Optic neuritis (ON) is an important diagnostic consideration in patients with MS who present with visual disturbance, but the clinical presentation is usually enough to distinguish the two. Important distinctions in presentation and ancillary studies are outlined in the table below.
|Symptom/Sign/Testing||Macular Edema||Optic Neuritis|
|Pain||None||Worse with eye movement|
|Visual Distortions||Metamorphopsia||Rarely metamorphopsia|
|OCT||Macular thickening||Early thickening and late thinning of the peripapillary
nerve fiber layer
|IVFA||Macular leakage||Disc leakage|
|MRI||Normal||Optic nerve enhancement|
RAPD = relative afferent pupillary defect; OCT = optical coherence tomography; IVFA = intravenous fluorescein angiography; MRI = magnetic resonance imaging
The management of FAME begins with stopping fingolimod treatment, which usually leads to resolution of the condition within 6 months. Therefore, early detection is key and patients on fingolimod should have periodic ophthalmologic examinations with visual acuity, intraocular pressure, dilated fundus exam, slit lamp microscopy, and OCT. However, the decision to discontinue/change disease-modifying therapy must take into consideration the risk of worsening demyelinating disease.
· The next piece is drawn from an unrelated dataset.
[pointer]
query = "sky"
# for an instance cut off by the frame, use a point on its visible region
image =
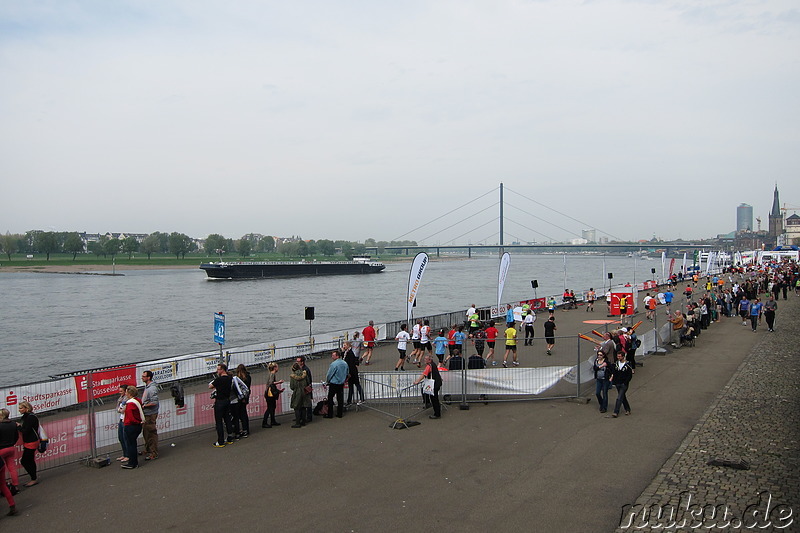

Apart from discontinuing fingolimod, there is no consensus about the proper management of FAME. Agents that have shown to improve the resolution of FAME include topical anti-inflammatory medications (e.g., nepafenac, bromfenac, ketorolac), corticosteroids (e.g., prednisolone, dexamethasone, difluprednate, triamcinolone), carbonic anhydrase inhibitors (acetazolamide) and anti-vascular endothelial growth factor (VEGF) antibodies (ranibizumab). Most of these regimens involve discontinuing fingolimod, but some have been successful in the setting of continued fingolimod use. However, there is a paucity of high-level evidence for any of these regimens due to the low incidence of FAME.
The FDA recommends baseline ophthalmologic examination before initiating therapy with fingolimod and repeat studies at 3-4 months. This can be followed by re-examination 6 months later and then annually. Patients with a history of uveitis, diabetes mellitus, or the use of other medications associated with ME should be monitored more closely. If FAME develops, resolution is achieved spontaneously in most patients after discontinuation of treatment, but refractory FAME may necessitate more intervention such as topical, subconjunctival, or intravitreal medications.